Dvorák, Antonin

Terzett C-Dur

für zwei Violinen und Viola op. 74, Stimmen

Rubrik: Noten
Verlag/Label: Bärenreiter, Kassel 2013
erschienen in: das Orchester 12/2013 , Seite 74

Es ist ein kleines, beinahe unscheinbares Juwel und wird doch gerne gespielt: das Streichterzett op. 74 von Antonín Dvorák. Komponiert hatte er es in Prag zwischen dem 7. und 14. Januar 1887 für einen kleinen Hausmusikkreis. Damals lebte ein Chemiestudent in Dvoráks Haus zur Untermiete, der Violinunterricht bei einem Geiger aus dem Orchester des Prager Nationaltheaters nahm. Dvorák soll beide musizieren gehört haben und kam auf die Idee, ein Terzett zu schreiben, bei dem er selbst als Bratscher mitspielen konnte. Deswegen auch die nicht alltägliche Besetzung von zwei Violinen und einer Viola.
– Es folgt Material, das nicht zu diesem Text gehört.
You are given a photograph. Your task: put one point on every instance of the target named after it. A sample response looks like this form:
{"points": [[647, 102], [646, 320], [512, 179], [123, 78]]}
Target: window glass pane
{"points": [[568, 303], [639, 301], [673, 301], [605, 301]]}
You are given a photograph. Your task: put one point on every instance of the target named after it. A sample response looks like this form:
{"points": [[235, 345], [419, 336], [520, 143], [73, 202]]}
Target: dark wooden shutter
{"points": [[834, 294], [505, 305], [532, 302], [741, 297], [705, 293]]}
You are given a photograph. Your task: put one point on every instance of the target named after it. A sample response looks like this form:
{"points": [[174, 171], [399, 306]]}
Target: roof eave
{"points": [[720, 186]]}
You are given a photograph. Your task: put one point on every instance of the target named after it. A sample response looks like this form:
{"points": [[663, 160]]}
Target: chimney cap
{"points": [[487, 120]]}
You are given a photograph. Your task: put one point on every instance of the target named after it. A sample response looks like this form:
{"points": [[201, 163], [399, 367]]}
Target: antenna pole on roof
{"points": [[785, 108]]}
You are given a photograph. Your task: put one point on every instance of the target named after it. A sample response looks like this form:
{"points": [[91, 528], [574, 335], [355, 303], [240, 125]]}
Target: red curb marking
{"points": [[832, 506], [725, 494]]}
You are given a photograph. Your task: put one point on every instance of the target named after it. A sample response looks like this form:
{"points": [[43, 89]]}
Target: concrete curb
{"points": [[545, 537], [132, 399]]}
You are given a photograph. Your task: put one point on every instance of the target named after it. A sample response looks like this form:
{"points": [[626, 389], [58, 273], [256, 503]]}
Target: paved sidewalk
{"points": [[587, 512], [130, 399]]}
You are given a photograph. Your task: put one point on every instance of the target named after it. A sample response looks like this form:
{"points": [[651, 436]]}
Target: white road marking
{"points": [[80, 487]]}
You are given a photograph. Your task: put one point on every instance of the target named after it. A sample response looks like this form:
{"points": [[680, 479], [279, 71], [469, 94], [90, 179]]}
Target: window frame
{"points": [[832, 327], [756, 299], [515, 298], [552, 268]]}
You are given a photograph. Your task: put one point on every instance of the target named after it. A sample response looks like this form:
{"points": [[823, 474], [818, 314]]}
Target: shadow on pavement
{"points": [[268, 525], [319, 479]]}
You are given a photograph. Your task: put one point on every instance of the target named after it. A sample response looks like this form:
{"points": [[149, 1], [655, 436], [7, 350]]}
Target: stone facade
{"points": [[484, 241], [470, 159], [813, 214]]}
Der Student soll indes wohl mit seiner Violinstimme überfordert gewesen sein, sodass Dvorák für ihn ein zweites, leichteres Terzett komponierte. Dieses bearbeitete er später für Violine und Klavier und gab es unter dem Titel Vier Romantische Stücke op. 75 heraus.
Besagtes Opus 74 wird einerseits zwar im mittleren Schwierigkeitsgradsbereich eingestuft und oft als Gelegenheitsarbeit abgetan. Andererseits kann man im Internet auf www.geige.wordpress.com lesen: „Bezaubernde Musik, nicht leicht zu spielen. Denn Dvorák hatte die technischen Fertigkeiten des geigespielenden Chemiestudenten, der in seinem Hause zur Untermiete wohnte und für den er das Werk komponierte, überschätzt. So fand die Uraufführung durch Profis statt.“ Tatsächlich wurde das Terzett schließlich am 30. März 1887 bei einem Kammermusikkonzert der Künstlervereinigung „Umelecká beseda“ in Prag durch Karel Ondrícek, Jan Buchal und Jaroslav Štastný uraufgeführt und erschien noch im selben Jahr bei Simrock in Berlin.
Nun kam eine Neuausgabe des Terzetts heraus, bei der es sich um die praktische Einzelausgabe handelt aus der Prager Gesamtausgabe der Werke Dvoráks, Band IV/4, aus dem Jahr 1955. Die Ausgabe ist anhand der Originalquellen von der Prager Kommission für die Herausgabe von Dvo­ráks Werken vorbereitet worden. Inwieweit sich jedoch Erstdruck, Quellen und vorliegender Notentext möglicherweise voneinander unterscheiden und was genau der ungenannte Herausgeber an dieser Ausgabe zugefügt oder weggelassen hat, wird nicht dokumentiert. Mit Kritischem Bericht, Einzelanmerkungen etc., die lediglich von musikwissenschaftlichem Interesse sind, wäre die kleine Ausgabe freilich überfüllt. Dazu gibt es den genannten Band IV der Gesamtausgabe.
Das Einzige, was für den Praktiker von Belang ist, scheint eine Änderung im Takt 114 zu sein, am Beginn des finalen „Molto allegro“ im Variationensatz: Dort steht nun die wohl gültige forte-Anweisung. Bei Simrock stand an dieser Stelle fälschlicherweise ein p, sempre cresc. Es ist dennoch bedauerlich, dass man im Vorwort nichts Erhellendes über die Werkentstehung erfährt. Obwohl der Nachdruck inzwischen bereits über 50 Jahre alt ist, handelt es sich um ein sehr gut les- und spielbares Notenmaterial.
Der wirklich typischste Satz aus der Feder Dvoráks ist das Scherzo, ein rascher böhmischer Tanz mit viel Schmiss und Lebensfreude.